Document Crafting, Objectively
Marcel Weiher
marcel at metaobject.com
Wed Mar 13 11:23:29 UTC 2002
On Wednesday, March 13, 2002, at 10:46 AM, goran.hultgren at bluefish.se
wrote:
>> From what I\ve read so far, this is not really the case. The real
>> 'crown jewel' (IMHO) of TeX is the paragraph-optimzing line-breaking
>> algorithm, which is not in Lout (at least according to the Lout papers
>> I've read so far). In addition I am not sure it has a lot of the other
>> "typography know-how" that is built into TeX.
>
> Well, are you sure? :-)
No ;-)
> I looked around just now and even though the
> homepage is unaccessible, I found:
> http://www.chez.com/emarsden/lout/loutFAQ-2.html#ss2.4
>
> It says "For example, Lout uses Knuth's (the author of TeX, on which
> LaTeX is based) optimal line breaking algorithm, and has extended it to
> paragraph breaking across pages."
Yeah, I probably misinterpreted the following section from the "design"
paper:
The actual paragraph breaking is just a simple transformation on the
parse tree; the real issue is how to describe the various styles: ragged
right, adjusted, outdented, and so on.
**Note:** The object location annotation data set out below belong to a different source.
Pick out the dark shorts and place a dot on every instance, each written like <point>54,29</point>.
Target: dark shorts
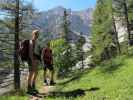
<point>30,64</point>
<point>48,66</point>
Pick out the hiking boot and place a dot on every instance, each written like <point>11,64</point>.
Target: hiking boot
<point>34,89</point>
<point>52,83</point>
<point>31,92</point>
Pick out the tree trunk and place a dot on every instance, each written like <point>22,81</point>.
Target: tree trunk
<point>126,18</point>
<point>16,55</point>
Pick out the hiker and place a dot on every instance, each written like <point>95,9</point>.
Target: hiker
<point>27,54</point>
<point>33,61</point>
<point>47,59</point>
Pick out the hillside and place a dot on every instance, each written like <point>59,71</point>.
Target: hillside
<point>112,81</point>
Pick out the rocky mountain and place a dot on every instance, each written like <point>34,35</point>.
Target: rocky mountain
<point>50,21</point>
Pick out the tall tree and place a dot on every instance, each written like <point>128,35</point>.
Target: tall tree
<point>104,46</point>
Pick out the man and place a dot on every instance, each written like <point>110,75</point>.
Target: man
<point>48,63</point>
<point>33,61</point>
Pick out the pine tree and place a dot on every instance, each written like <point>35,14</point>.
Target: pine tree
<point>103,43</point>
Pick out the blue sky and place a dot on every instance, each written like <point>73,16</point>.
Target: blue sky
<point>73,4</point>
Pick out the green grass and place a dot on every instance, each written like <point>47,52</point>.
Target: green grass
<point>110,81</point>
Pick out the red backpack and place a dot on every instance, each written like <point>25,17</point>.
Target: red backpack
<point>47,55</point>
<point>24,50</point>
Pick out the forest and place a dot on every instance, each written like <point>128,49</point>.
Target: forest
<point>87,66</point>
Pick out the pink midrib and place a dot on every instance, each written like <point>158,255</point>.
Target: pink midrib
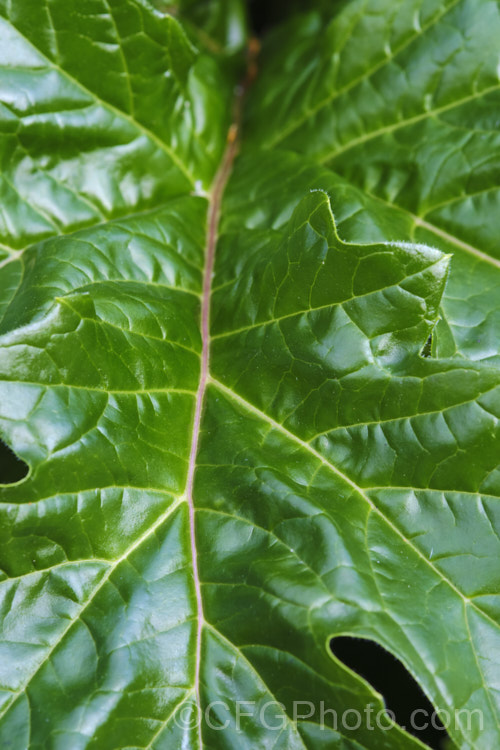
<point>211,244</point>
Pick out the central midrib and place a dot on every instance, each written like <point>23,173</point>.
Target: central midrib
<point>213,216</point>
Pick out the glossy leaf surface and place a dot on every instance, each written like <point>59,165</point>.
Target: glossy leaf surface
<point>212,363</point>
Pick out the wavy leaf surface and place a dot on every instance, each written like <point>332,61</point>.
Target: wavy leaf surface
<point>212,363</point>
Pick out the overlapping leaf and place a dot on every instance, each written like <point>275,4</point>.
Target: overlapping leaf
<point>169,582</point>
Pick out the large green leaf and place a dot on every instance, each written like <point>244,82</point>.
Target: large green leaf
<point>213,368</point>
<point>402,98</point>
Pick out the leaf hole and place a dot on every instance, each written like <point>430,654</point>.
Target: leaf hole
<point>12,468</point>
<point>402,694</point>
<point>427,348</point>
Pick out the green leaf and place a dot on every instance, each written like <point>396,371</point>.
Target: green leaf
<point>412,121</point>
<point>213,364</point>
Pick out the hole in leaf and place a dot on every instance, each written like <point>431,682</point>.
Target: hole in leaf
<point>427,348</point>
<point>12,468</point>
<point>402,694</point>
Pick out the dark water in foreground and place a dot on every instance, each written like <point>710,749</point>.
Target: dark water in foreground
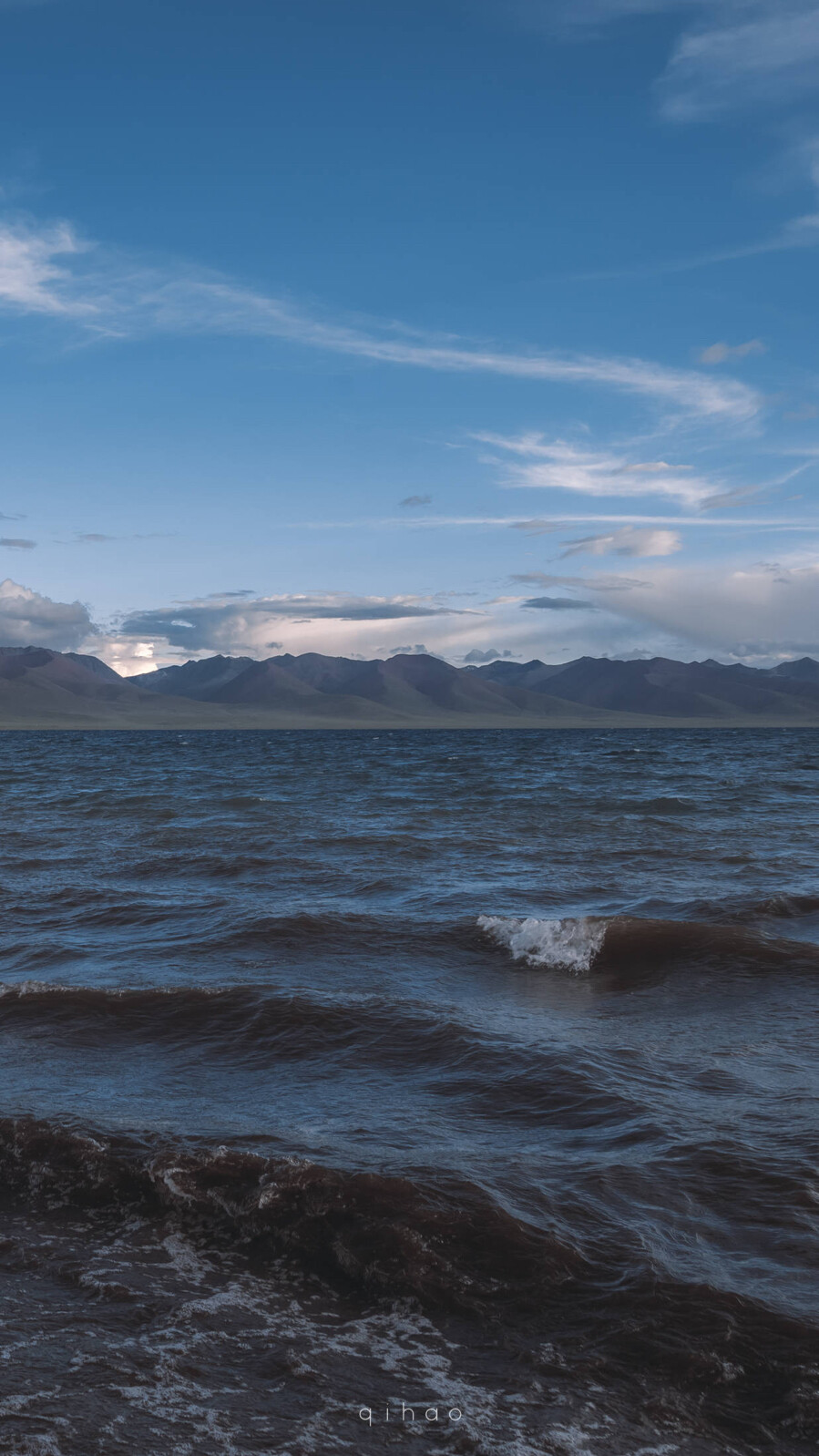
<point>467,1069</point>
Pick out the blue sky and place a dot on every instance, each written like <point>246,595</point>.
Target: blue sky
<point>473,325</point>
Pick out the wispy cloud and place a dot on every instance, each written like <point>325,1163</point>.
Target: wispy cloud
<point>765,54</point>
<point>563,467</point>
<point>29,618</point>
<point>722,351</point>
<point>558,604</point>
<point>212,622</point>
<point>629,540</point>
<point>50,272</point>
<point>729,54</point>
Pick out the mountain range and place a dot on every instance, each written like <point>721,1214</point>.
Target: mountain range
<point>46,689</point>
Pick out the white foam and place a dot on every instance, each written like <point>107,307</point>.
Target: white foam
<point>568,945</point>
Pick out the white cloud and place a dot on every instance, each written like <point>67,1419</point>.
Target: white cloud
<point>731,53</point>
<point>719,353</point>
<point>31,280</point>
<point>118,297</point>
<point>28,619</point>
<point>629,540</point>
<point>563,467</point>
<point>765,610</point>
<point>768,54</point>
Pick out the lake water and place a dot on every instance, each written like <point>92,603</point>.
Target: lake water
<point>350,1069</point>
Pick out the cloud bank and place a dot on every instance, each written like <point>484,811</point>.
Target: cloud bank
<point>28,619</point>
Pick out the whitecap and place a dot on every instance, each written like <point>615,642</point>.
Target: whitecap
<point>568,945</point>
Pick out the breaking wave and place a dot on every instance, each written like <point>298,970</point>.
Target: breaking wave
<point>626,944</point>
<point>568,945</point>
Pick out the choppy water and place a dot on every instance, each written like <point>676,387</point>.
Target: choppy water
<point>509,1027</point>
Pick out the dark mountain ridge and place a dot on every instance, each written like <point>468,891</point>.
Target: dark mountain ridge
<point>41,688</point>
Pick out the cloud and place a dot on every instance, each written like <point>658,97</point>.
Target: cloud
<point>629,540</point>
<point>31,280</point>
<point>216,625</point>
<point>768,54</point>
<point>414,650</point>
<point>562,467</point>
<point>48,272</point>
<point>599,582</point>
<point>28,619</point>
<point>489,655</point>
<point>767,609</point>
<point>719,353</point>
<point>558,604</point>
<point>731,54</point>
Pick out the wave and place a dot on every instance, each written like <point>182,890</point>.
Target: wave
<point>445,1244</point>
<point>630,944</point>
<point>569,945</point>
<point>448,1244</point>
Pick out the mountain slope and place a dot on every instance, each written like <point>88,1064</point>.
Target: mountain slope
<point>44,689</point>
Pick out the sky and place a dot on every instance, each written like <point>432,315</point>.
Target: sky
<point>485,328</point>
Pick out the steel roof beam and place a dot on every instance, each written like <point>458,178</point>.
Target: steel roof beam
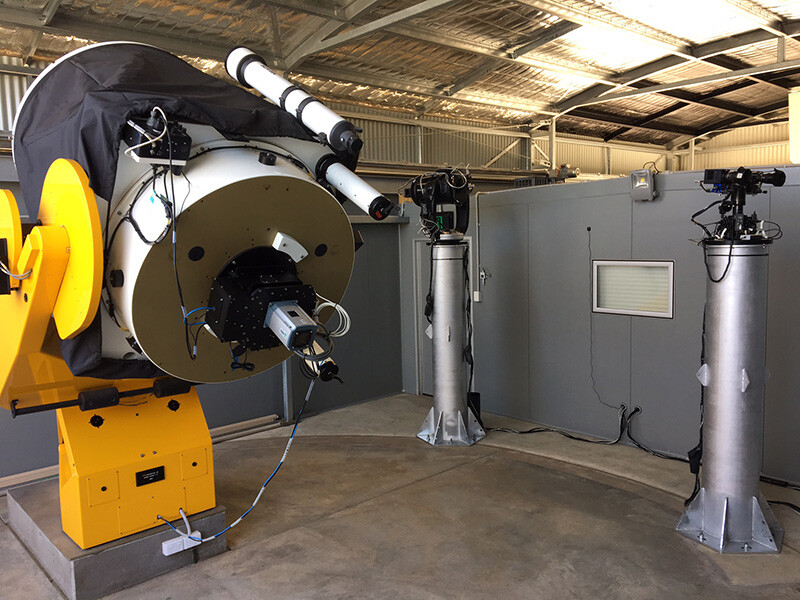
<point>718,127</point>
<point>358,78</point>
<point>644,121</point>
<point>546,36</point>
<point>609,119</point>
<point>537,62</point>
<point>702,51</point>
<point>307,47</point>
<point>761,16</point>
<point>676,85</point>
<point>728,62</point>
<point>600,16</point>
<point>378,24</point>
<point>65,25</point>
<point>709,100</point>
<point>383,118</point>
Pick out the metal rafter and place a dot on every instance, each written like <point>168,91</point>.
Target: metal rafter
<point>611,119</point>
<point>705,52</point>
<point>358,78</point>
<point>308,46</point>
<point>490,65</point>
<point>729,123</point>
<point>728,62</point>
<point>676,85</point>
<point>443,39</point>
<point>600,16</point>
<point>646,120</point>
<point>545,36</point>
<point>377,24</point>
<point>761,16</point>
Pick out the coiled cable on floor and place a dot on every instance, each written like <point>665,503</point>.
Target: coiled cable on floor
<point>623,423</point>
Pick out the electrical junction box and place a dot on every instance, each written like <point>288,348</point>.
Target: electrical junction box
<point>643,185</point>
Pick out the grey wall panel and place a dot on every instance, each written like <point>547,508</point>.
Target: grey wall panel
<point>258,396</point>
<point>501,318</point>
<point>782,411</point>
<point>560,311</point>
<point>638,360</point>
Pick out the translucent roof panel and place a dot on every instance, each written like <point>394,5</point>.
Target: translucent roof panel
<point>697,21</point>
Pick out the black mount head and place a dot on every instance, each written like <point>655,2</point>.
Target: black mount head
<point>443,197</point>
<point>736,185</point>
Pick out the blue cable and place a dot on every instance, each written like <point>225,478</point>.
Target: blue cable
<point>195,310</point>
<point>258,496</point>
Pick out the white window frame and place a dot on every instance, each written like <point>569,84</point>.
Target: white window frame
<point>670,265</point>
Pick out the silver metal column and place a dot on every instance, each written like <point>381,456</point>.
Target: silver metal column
<point>729,513</point>
<point>450,422</point>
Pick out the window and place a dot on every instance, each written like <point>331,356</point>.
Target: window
<point>633,287</point>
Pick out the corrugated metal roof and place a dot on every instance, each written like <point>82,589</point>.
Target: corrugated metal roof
<point>408,65</point>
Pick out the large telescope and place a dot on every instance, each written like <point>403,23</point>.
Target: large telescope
<point>185,235</point>
<point>728,512</point>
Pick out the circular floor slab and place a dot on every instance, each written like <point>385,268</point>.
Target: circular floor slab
<point>381,517</point>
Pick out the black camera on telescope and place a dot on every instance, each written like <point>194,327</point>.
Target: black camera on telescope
<point>734,225</point>
<point>443,197</point>
<point>749,181</point>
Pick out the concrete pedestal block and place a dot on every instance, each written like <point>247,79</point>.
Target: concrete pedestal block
<point>34,515</point>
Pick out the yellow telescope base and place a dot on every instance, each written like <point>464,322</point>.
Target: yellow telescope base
<point>123,466</point>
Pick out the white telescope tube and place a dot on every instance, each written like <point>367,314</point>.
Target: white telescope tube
<point>249,69</point>
<point>326,166</point>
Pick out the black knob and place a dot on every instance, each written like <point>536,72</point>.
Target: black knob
<point>267,158</point>
<point>116,278</point>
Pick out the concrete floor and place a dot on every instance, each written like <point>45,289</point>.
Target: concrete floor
<point>362,509</point>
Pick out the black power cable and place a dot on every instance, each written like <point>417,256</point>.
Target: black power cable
<point>543,429</point>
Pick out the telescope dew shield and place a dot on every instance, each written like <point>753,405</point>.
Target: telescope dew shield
<point>250,70</point>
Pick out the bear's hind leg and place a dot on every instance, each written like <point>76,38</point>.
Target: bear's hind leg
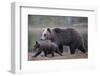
<point>61,48</point>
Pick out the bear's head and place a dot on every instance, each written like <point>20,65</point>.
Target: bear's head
<point>46,34</point>
<point>36,46</point>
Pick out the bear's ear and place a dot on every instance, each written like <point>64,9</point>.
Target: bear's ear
<point>48,29</point>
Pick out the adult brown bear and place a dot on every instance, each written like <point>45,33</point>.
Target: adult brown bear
<point>69,37</point>
<point>47,47</point>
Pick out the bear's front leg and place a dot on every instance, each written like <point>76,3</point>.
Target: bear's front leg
<point>72,49</point>
<point>61,48</point>
<point>37,53</point>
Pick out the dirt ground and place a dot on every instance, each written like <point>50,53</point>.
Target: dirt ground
<point>65,55</point>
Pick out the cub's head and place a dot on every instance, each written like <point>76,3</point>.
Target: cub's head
<point>46,34</point>
<point>36,46</point>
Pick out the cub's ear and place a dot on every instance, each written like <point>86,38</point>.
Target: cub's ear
<point>48,29</point>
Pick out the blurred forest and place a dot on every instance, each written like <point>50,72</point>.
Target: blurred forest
<point>36,23</point>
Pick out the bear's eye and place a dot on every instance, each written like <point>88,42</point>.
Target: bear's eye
<point>44,34</point>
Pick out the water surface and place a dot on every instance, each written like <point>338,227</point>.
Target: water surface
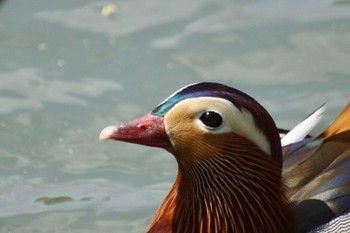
<point>68,70</point>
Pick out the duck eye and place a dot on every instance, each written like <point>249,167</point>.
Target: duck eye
<point>211,119</point>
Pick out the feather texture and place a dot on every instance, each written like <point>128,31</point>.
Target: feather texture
<point>234,176</point>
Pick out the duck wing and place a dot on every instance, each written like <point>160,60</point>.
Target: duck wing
<point>317,175</point>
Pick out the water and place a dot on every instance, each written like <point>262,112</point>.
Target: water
<point>67,71</point>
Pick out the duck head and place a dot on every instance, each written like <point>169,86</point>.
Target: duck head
<point>229,157</point>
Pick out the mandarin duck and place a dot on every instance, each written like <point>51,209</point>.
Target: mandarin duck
<point>233,175</point>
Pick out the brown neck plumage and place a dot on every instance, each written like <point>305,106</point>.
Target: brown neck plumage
<point>236,189</point>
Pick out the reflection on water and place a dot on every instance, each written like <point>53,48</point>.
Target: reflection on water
<point>68,70</point>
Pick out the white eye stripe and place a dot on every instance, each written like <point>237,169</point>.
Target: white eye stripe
<point>238,121</point>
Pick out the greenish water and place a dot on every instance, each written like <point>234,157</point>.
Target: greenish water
<point>67,71</point>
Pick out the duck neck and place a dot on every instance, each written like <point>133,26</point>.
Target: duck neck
<point>225,194</point>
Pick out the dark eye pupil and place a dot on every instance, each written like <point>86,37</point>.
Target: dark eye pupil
<point>211,119</point>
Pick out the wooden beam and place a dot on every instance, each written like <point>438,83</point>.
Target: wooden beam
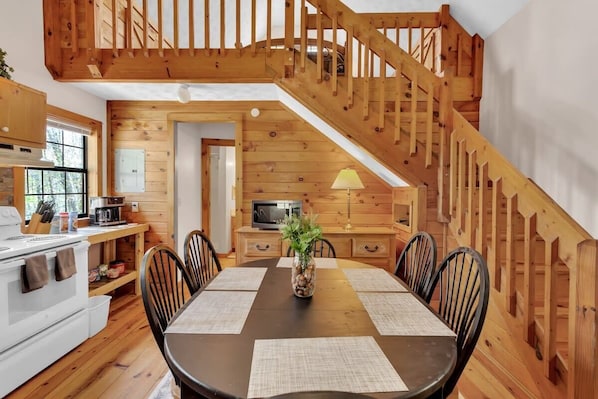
<point>52,45</point>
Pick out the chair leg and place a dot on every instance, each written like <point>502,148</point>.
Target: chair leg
<point>175,389</point>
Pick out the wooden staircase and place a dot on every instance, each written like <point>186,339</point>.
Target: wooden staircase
<point>415,110</point>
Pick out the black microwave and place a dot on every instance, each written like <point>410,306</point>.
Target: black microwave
<point>270,214</point>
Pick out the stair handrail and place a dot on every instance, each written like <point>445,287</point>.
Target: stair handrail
<point>565,239</point>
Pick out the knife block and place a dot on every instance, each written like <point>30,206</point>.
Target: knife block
<point>35,225</point>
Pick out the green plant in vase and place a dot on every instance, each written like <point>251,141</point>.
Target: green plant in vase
<point>5,69</point>
<point>302,232</point>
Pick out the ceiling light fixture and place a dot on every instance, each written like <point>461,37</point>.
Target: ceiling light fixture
<point>183,94</point>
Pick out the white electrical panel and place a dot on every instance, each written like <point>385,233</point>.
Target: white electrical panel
<point>129,170</point>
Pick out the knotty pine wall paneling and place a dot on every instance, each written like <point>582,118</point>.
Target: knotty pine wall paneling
<point>283,157</point>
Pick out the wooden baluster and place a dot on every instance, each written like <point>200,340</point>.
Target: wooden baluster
<point>413,131</point>
<point>498,226</point>
<point>529,278</point>
<point>445,120</point>
<point>303,49</point>
<point>453,175</point>
<point>319,45</point>
<point>269,27</point>
<point>115,5</point>
<point>372,58</point>
<point>382,92</point>
<point>289,38</point>
<point>253,27</point>
<point>510,264</point>
<point>433,44</point>
<point>366,81</point>
<point>129,28</point>
<point>398,97</point>
<point>461,166</point>
<point>471,196</point>
<point>409,39</point>
<point>551,249</point>
<point>429,124</point>
<point>145,31</point>
<point>422,37</point>
<point>359,59</point>
<point>222,27</point>
<point>483,196</point>
<point>206,27</point>
<point>459,54</point>
<point>349,65</point>
<point>160,30</point>
<point>334,81</point>
<point>397,32</point>
<point>191,28</point>
<point>238,44</point>
<point>175,24</point>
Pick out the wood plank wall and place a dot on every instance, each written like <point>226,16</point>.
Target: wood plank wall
<point>283,157</point>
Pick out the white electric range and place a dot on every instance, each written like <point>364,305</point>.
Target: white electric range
<point>40,326</point>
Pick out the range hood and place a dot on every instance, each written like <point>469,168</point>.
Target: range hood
<point>16,155</point>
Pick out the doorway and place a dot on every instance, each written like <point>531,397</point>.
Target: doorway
<point>217,192</point>
<point>188,131</point>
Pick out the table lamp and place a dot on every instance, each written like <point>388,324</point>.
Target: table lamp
<point>347,179</point>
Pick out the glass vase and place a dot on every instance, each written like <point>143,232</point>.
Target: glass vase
<point>303,275</point>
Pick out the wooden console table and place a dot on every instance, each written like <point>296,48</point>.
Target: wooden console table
<point>107,236</point>
<point>372,245</point>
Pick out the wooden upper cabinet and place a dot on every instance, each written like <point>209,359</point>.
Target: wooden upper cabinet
<point>22,115</point>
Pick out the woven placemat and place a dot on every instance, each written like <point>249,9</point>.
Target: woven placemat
<point>402,314</point>
<point>238,278</point>
<point>349,364</point>
<point>373,279</point>
<point>215,312</point>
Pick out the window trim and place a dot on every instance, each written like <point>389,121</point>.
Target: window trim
<point>94,155</point>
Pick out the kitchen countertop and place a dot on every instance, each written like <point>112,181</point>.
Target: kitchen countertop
<point>96,234</point>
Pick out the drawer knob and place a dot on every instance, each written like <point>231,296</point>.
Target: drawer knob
<point>257,246</point>
<point>367,248</point>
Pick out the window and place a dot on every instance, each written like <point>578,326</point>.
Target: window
<point>66,183</point>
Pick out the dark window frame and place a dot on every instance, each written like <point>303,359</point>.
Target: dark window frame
<point>84,171</point>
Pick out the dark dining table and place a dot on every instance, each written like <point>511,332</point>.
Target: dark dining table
<point>214,364</point>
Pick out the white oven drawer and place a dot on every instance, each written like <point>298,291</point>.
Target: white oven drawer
<point>23,315</point>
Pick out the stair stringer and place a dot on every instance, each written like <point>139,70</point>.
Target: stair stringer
<point>348,121</point>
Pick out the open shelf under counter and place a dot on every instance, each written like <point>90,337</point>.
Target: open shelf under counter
<point>372,245</point>
<point>107,236</point>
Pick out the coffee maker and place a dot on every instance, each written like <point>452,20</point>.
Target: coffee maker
<point>106,211</point>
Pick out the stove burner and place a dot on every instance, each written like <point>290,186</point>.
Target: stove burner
<point>46,238</point>
<point>21,237</point>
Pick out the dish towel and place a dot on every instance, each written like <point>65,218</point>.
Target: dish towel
<point>65,264</point>
<point>34,274</point>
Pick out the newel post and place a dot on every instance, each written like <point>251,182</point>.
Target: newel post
<point>289,39</point>
<point>583,368</point>
<point>445,117</point>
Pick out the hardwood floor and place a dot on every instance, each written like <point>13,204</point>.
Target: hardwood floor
<point>123,361</point>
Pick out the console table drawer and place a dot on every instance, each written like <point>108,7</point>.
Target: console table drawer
<point>342,246</point>
<point>261,246</point>
<point>371,247</point>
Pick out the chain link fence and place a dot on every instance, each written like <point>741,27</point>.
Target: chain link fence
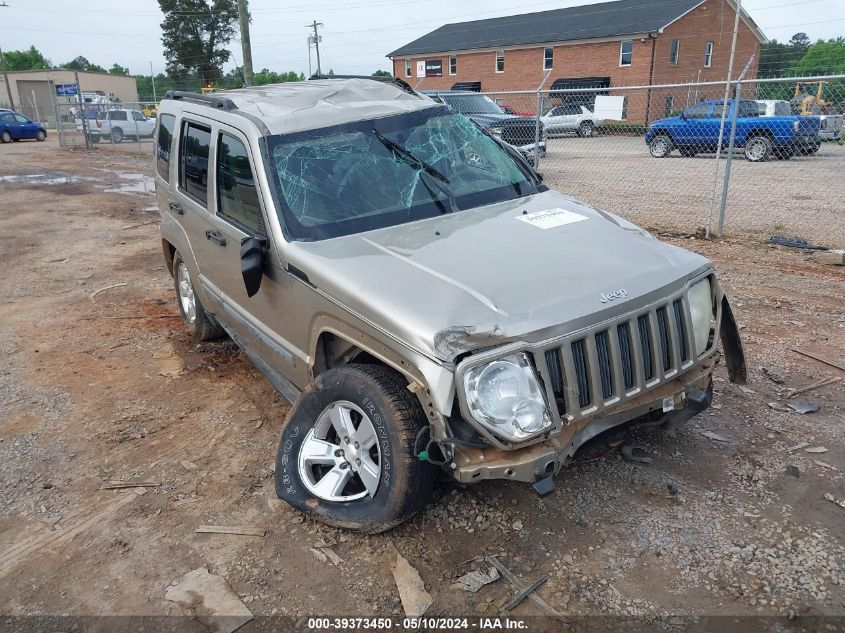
<point>657,155</point>
<point>105,124</point>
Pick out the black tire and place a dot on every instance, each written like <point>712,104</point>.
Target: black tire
<point>202,328</point>
<point>586,129</point>
<point>758,149</point>
<point>405,483</point>
<point>661,146</point>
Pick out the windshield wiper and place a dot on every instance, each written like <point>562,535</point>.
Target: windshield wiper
<point>437,178</point>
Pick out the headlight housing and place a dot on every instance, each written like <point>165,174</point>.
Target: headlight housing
<point>506,398</point>
<point>700,297</point>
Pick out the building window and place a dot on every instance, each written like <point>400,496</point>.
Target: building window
<point>673,53</point>
<point>626,52</point>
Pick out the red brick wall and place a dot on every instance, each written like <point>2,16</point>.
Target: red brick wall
<point>712,22</point>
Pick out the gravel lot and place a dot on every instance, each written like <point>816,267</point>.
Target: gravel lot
<point>801,197</point>
<point>105,388</point>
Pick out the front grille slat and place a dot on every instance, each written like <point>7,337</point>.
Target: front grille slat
<point>623,331</point>
<point>605,371</point>
<point>582,374</point>
<point>665,342</point>
<point>644,330</point>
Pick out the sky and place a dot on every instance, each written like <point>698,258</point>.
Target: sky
<point>357,34</point>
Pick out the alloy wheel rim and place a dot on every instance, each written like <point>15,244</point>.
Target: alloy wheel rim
<point>340,457</point>
<point>186,294</point>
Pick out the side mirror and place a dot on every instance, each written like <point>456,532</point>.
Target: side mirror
<point>252,263</point>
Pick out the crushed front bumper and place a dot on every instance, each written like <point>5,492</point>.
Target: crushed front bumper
<point>672,402</point>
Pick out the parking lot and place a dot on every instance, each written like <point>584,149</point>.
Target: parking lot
<point>801,196</point>
<point>100,387</point>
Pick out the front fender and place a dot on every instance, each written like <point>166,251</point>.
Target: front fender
<point>732,345</point>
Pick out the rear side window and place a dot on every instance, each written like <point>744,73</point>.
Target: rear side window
<point>165,142</point>
<point>193,161</point>
<point>237,198</point>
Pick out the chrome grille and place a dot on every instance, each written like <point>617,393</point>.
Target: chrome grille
<point>615,361</point>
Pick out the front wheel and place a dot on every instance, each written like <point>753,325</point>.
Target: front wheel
<point>586,129</point>
<point>347,453</point>
<point>758,149</point>
<point>661,146</point>
<point>196,319</point>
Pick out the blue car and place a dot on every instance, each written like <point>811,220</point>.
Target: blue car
<point>14,127</point>
<point>696,130</point>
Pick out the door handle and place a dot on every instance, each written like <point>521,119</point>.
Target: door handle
<point>216,237</point>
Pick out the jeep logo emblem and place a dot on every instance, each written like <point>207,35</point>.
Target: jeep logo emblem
<point>613,295</point>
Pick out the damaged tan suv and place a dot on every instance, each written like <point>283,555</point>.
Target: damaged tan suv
<point>426,303</point>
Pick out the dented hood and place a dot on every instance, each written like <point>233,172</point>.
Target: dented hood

Their diversity suggests that
they should somehow be defined using more basic features; but then there
are algorithms for high-quality paragraph breaking, which presumably
must be built-in. This dilemma was not clearly grasped by the author in
1985, and he included a built-in paragraph breaker, with the @Code
"@Break" operator selecting from a fixed set of styles. A much better
solution based on galleys will be given in Section {@NumberOf
horizontal},
but, regrettably, it is not implemented.
Anyway, I just looked at the sources ( named, z01.c - z51.c ), and it
really is very C-ish...
After digging in with grep, I found some of the line-breaker, (in z14.c,
others may be in z46.c, I am not sure ) and it used a CONSTRAINT type.
A bit more grepping revealed the definition of CONSTRAINT;
typedef struct
{ FULL_LENGTH obc;
FULL_LENGTH obfc;
FULL_LENGTH ofc;
FULL_LENGTH osparec;
} CONSTRAINT;
Hmm, obc, obfc and ofc. ... obuscated, obfuscated and ofuscated?
Of course, TeX is also a joy...but I spent some time a while ago
figuring out that algorithm. I should still have those notes around
somewhere.
Marcel
--
Marcel Weiher Metaobject Software Technologies
marcel at metaobject.com www.metaobject.com
Metaprogramming for the Graphic Arts. HOM, IDEAs, MetaAd etc.